Todas las partes móviles del vehículo necesitan la aplicación periódica de algún producto que minimice o elimine el roce entre los componentes, de modo de evitar el desgaste. Hay sistemas, como el motor, la dirección y la caja de engranajes que usan aceites livianos. Otros lo requieren más denso o incluso grasa; en este grupo se encuentran el eje de la trasmisión y los rodamientos de las ruedas.

El primer tipo de aceite mencionado, según las indicaciones del fabricante, debe renovarse cada cierto tiempo o después de una determinada cantidad de kilómetros recorridos. La razón es que durante su uso puede irse contaminando y degradando, con lo que pierde las características que le hacen aprovechable.

El aceite del motor, por ejemplo, en operación normal, tiene que ser capaz de resistir altas temperaturas y presiones; además de que, necesita poseer propiedades detergentes a fin de conservar limpios los conductos por donde se desplaza. Estas sustancias, a su vez requieren higienizarse; por lo cual se utiliza un filtro que retiene las impurezas durante el tiempo de vida útil.

En los talleres mecánicos de cambio de filtro en alicante te lo reemplazarán por uno nuevo. Este será igual o un homólogo, de acuerdo a los catálogos que establecen las relaciones entre las distintas marcas.

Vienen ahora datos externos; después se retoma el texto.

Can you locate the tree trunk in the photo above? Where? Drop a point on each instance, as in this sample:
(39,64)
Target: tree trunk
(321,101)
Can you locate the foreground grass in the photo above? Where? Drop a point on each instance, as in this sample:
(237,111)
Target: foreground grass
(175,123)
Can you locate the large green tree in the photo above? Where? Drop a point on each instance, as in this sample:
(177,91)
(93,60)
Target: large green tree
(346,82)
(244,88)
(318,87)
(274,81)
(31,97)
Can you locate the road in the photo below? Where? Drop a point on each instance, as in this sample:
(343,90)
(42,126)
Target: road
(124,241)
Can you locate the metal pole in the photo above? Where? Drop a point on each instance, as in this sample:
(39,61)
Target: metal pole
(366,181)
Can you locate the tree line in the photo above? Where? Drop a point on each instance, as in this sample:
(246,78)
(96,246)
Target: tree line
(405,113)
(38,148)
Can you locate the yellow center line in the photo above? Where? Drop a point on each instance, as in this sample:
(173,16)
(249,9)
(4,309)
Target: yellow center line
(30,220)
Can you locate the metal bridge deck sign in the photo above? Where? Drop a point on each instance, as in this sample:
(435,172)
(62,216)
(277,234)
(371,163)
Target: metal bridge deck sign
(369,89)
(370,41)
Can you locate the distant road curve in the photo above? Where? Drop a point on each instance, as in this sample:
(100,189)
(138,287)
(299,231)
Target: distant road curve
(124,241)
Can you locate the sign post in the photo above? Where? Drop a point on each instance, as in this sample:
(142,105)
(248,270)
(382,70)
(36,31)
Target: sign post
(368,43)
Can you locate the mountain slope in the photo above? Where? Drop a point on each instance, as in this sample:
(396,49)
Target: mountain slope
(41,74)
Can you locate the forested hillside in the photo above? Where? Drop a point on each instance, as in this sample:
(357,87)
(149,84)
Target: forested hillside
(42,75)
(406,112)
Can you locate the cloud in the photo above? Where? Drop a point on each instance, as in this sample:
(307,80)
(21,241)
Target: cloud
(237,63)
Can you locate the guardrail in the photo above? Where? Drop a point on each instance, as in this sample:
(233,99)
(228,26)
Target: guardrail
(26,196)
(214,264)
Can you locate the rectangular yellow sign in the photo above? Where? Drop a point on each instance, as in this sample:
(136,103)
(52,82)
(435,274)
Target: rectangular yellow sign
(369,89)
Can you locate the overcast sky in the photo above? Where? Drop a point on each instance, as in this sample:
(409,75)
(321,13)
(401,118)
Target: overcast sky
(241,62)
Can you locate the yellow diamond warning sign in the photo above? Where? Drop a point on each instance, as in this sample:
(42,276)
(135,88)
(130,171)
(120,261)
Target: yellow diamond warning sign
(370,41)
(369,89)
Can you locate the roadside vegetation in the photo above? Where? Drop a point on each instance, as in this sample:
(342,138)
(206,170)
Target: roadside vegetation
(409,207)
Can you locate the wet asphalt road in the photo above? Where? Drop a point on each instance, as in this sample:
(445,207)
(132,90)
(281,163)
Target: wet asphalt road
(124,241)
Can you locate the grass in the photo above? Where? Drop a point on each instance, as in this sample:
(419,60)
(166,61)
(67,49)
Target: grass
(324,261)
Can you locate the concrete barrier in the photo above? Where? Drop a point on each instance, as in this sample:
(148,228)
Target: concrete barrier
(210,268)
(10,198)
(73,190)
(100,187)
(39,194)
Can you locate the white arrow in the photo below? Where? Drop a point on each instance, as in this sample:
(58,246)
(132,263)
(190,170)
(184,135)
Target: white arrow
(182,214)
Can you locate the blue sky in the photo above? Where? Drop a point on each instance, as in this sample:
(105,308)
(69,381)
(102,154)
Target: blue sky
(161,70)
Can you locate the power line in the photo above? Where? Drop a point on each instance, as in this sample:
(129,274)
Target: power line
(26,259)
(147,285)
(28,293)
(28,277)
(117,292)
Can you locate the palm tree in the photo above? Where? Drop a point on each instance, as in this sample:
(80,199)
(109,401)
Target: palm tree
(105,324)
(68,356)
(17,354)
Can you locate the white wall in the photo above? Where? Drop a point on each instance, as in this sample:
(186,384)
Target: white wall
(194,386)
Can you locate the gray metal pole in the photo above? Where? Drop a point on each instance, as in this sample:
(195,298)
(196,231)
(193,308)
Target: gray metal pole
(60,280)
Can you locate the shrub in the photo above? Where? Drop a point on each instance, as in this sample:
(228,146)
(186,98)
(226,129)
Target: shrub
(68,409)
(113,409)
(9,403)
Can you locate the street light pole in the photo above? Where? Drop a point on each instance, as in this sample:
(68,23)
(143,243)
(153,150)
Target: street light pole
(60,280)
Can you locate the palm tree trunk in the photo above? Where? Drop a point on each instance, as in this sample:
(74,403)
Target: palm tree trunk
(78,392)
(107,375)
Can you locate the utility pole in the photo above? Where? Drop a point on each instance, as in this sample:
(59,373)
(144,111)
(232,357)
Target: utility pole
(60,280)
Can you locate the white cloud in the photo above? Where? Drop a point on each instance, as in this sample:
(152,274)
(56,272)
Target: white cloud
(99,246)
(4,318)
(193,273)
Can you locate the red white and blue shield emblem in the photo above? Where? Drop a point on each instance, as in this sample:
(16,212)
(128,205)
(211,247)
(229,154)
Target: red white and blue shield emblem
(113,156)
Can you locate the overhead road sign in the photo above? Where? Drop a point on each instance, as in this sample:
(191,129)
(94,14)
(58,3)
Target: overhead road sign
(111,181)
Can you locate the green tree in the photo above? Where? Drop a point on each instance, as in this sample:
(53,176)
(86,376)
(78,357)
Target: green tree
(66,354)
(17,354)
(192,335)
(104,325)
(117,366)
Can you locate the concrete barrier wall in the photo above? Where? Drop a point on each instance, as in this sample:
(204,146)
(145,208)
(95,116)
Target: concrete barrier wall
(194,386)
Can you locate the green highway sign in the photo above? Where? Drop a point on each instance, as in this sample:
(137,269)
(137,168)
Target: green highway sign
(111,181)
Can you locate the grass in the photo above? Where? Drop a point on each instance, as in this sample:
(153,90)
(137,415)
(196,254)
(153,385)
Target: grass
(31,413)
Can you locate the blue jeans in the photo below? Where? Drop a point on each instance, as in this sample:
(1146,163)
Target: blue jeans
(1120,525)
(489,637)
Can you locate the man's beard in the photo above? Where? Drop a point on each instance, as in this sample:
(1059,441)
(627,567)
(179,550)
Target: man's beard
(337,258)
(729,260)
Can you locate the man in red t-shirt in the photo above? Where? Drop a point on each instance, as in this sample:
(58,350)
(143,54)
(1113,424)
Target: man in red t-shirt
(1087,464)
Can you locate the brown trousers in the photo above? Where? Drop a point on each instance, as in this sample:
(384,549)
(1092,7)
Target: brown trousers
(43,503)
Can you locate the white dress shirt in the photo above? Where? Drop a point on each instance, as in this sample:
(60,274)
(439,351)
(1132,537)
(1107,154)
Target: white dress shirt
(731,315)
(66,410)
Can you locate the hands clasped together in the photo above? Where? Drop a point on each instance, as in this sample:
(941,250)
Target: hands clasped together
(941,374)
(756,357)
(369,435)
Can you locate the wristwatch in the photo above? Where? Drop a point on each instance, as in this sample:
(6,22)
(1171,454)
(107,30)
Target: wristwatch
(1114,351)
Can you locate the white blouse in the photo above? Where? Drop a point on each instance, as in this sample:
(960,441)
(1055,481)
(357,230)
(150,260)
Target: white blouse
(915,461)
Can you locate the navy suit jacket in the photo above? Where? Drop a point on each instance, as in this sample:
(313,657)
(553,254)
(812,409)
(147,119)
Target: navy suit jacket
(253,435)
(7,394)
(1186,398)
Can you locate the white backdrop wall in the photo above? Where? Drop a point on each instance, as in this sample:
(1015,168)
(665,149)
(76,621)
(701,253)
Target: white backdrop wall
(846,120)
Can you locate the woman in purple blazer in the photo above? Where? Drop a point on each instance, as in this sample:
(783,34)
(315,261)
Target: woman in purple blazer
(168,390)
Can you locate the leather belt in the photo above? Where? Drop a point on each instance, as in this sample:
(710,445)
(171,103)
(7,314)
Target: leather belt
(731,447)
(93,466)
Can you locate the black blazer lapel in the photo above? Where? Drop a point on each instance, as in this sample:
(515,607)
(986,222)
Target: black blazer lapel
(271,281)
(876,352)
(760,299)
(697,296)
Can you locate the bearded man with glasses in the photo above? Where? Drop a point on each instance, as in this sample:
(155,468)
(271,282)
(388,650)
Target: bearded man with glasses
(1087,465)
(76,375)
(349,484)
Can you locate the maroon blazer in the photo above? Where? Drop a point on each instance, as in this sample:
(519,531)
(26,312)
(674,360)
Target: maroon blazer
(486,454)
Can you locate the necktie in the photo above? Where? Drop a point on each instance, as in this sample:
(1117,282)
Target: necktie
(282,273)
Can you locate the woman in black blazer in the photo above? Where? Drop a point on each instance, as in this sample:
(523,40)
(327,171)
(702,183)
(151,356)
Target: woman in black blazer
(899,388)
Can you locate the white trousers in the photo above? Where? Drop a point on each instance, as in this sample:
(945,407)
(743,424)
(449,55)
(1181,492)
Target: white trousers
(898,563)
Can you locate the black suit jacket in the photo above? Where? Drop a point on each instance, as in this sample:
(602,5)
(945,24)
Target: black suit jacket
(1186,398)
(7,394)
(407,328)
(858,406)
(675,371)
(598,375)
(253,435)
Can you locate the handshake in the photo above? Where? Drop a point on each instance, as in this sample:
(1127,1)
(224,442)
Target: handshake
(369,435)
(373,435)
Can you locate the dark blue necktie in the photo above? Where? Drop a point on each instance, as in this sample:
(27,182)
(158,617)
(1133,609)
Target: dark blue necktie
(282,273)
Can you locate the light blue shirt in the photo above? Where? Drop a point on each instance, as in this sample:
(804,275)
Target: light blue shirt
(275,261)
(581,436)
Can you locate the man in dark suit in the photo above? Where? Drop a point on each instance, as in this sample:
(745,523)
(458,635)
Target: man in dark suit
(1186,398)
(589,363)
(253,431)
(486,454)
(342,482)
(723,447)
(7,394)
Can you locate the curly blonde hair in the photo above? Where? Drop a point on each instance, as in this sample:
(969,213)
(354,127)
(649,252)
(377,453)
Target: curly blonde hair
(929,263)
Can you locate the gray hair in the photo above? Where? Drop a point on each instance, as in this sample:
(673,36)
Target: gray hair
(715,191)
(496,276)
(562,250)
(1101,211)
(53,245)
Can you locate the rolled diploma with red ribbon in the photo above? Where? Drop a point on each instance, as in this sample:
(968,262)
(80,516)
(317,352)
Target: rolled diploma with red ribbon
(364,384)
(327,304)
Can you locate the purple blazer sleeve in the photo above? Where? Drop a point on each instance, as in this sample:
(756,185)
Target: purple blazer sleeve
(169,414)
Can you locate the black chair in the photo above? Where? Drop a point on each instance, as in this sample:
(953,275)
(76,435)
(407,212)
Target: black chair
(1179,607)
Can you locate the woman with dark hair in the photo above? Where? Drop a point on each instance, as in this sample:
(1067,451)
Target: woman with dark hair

Se deben cumplir los lapsos de tiempo o de distancias recorridas para que no se conviertan en cuellos de botella en el funcionamiento del motor.

En estos establecimientos, asimismo, se cumplen los convenios y las regulaciones de ley que permiten gestionar debidamente los productos reemplazados y trasladarlos a los lugares que la ciudad ha dispuesto con este fin. Todo esto con el propósito de prevenir la contaminación.

Mantener la lubricación en óptimas condiciones evita que las diferentes partes que se mueven miles de veces por minuto rocen entre sí. De lo contrario se provocaría su deterioro y las consecuencias que de ello se deriven.